Manila senior accepts appointment to U.S. Air Force Academy
Daniel Hilligrass, Manila High School senior, was offered and accepted an appointment to the United States Air Force Academy. He received all three congressional nominations, one from Representative Marion Berry, Senator Blanche Lincoln, and Senator Mark Pryor. Congressman Berry's office called and congratulated Daniel while he was in New York on spring break.
Daniel is the son of Jay and LuAnne Hilligrass of Manila, grandson of Bill Bradshaw of Flint, Mich., Harriet Bradshaw of Hot Springs and Edward and Maria Hilligrass of Johnsonville, N.Y. He is the great-grandson of Willie L. O'Neill of Manila.
While attending Manila High School, Daniel has been active in FBLA, FCCLA, Beta Club, Quiz Bowl, Year Book, Victorious Christian Youth, Student Council, Choir, French and Science Clubs. He has consistently maintained a perfect 4.0 GPA, has had all A's on every report card since kindergarten. Daniel plays baseball on the high school team, and is one of the Valedictorians of his graduating class. He is the only high school student in Arkansas to make the all-state choir four years in a row.
Daniel earned his private pilot's license last October after receiving a $1,000 grant from the Manila Pilot's Association of which he is a member. He will work on getting his soaring (glider) license this spring.
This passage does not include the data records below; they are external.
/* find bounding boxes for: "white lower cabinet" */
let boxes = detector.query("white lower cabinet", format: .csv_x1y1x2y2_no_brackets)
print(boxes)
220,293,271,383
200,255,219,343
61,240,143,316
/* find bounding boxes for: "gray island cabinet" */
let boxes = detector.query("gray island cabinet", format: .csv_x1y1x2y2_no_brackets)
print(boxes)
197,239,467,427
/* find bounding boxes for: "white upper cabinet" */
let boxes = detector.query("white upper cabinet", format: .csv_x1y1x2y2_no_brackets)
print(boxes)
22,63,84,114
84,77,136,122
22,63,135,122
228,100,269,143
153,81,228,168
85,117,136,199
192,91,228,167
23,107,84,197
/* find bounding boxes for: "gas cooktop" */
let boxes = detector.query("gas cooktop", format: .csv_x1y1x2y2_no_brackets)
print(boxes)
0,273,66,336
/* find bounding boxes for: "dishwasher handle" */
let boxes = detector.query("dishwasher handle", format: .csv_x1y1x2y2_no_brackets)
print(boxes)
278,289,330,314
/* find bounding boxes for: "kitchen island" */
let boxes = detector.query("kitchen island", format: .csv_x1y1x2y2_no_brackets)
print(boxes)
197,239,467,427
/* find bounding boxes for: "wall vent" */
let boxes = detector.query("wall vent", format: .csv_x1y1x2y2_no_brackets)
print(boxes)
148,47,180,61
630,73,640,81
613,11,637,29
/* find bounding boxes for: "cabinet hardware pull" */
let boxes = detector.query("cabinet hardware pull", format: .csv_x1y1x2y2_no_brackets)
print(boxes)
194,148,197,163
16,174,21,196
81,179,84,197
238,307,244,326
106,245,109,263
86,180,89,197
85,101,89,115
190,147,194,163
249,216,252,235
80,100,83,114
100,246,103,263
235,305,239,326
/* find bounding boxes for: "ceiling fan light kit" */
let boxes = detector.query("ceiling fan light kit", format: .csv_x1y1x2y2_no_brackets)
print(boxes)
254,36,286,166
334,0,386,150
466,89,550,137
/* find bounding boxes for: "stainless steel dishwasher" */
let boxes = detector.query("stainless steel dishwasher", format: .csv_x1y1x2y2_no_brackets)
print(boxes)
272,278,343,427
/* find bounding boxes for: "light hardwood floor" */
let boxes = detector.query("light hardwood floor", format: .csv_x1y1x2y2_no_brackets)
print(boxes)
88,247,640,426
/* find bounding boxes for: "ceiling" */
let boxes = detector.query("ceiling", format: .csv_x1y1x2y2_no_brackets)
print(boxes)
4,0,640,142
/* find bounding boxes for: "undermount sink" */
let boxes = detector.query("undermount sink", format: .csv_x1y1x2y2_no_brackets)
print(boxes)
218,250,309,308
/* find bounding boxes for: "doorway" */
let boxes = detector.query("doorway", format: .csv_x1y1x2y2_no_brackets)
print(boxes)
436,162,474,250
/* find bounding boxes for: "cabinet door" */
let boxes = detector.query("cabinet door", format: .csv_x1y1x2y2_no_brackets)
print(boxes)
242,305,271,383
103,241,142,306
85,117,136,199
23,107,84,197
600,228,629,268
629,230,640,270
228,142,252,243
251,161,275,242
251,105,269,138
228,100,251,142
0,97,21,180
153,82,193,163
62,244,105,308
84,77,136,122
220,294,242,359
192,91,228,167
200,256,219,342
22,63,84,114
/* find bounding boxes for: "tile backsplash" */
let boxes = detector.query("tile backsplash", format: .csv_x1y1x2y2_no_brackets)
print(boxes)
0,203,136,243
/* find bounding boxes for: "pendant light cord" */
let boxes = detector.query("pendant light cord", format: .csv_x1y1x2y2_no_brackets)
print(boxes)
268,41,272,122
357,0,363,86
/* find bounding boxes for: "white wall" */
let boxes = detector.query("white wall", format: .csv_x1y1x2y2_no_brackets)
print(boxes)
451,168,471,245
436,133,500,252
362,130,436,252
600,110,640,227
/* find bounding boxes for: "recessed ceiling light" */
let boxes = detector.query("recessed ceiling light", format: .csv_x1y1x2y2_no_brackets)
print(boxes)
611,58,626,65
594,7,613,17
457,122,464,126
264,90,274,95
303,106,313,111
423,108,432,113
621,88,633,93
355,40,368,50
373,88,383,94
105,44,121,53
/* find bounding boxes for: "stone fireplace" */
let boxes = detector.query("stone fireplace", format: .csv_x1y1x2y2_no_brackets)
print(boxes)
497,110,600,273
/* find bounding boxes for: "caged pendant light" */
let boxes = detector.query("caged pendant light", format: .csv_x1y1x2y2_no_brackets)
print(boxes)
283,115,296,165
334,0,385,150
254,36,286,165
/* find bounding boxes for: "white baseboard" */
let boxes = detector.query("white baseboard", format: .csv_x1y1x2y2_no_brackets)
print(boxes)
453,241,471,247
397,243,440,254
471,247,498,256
He is active in his church, Manila First Assembly of God, where he has assisted in making and distributing food baskets for those in the community in need plus teaches the Sunday evening nursery school class. Daniel has also sung in the Community Christmas Cantata at the First Baptist Church in Manila for the past three years, announced at Manila Lions home basketball games, and sang the National Anthem at numerous events including the Manila Air Shows.
Daniel's parents are very proud of him.
"He has grown to be a fine young man. He is a good Christian and the values instilled in him aren't just beliefs. These beliefs he tries to live by everyday. Daniel is ready to make the choices that will shape the rest of his life and the lives of those around him. As parents we have been blessed and give God all the glory," Mr. and Mrs. Hilligrass said.
About becoming a cadet:
Each year over 11,000 young men and women initiate applications to the USAF Academy. Approximately 8,000 have the potential to qualify as candidates but only about 3,000 complete the process and receive the necessary nominations. Of those 3,000 who receive nominations, only 1,300 will eventually be appointed. The process starts with a mountain of paperwork to see if the candidates have the "Right Stuff". Next applicants must send a certified copy of their high school transcripts with a letter of recommendation from the high school counselor. The Air Force pays for a complete physical. Following the physical applicants complete a physical aptitude test, which measures a candidate's strength, agility, coordination and speed. Additionally, each candidate must write an essay on why they want to be an Air Force Officer. Finally, a designated Academy Liaison Officer, will conduct a personal interview. He will write his observations, thoughts and recommendations and send them to the Academy. As with all of the Military Academies, you must be at least 17 years old but not older than 23 years old on July 1st of the year of appointment, be unmarried and have no legal obligation to support children.
About the Air Force Academy:
The United States Air Force Academy is located just north of Colorado Springs, Colo. It sits on a ridge 7,258 feet above sea level at the base of the Rocky Mountains. The 14,110-foot panoramic view of Pikes Peak to the south is breathtaking and to the east, cadets can view the Academy airport from their dorm rooms. All of the cadets will fly sailplanes and most will learn to parachute during their four years at the Academy.
The Air Force Academy has produced some of the world's finest officers such as Lt. General Bradley Hosmer. A graduate of the class of '59 at the Air Force Academy, Lt. General Hosmer rose through the military ranks as a navigator, pilot, forward air-combat controller, to become the vice director of the Joint Staff, president of the National Defense University, inspector general of the Air Force and finally served his last tour of duty as the superintendent of the Air Force Academy. He is just one shining example of the very first Air Force Academy cadets. Many have gone on since to lead the Air Force and others have separated from military service to become leaders in private industry.
Daniel said he would like to thank a few of those who have helped him out along the way. They are Jimmy White (major USAF retired and his flight instructor), Tim Bragg, Larry "Whiz" Davis, Dr. Robert Flannigan, Major Paul Rowlett, the Manila High School teachers, staff and counselors (past and present) and all of his friends and family who have supported him.
Daniel will fly to Colorado Springs on July 1 for Basic Cadet Training and start instruction when the fall semester begins.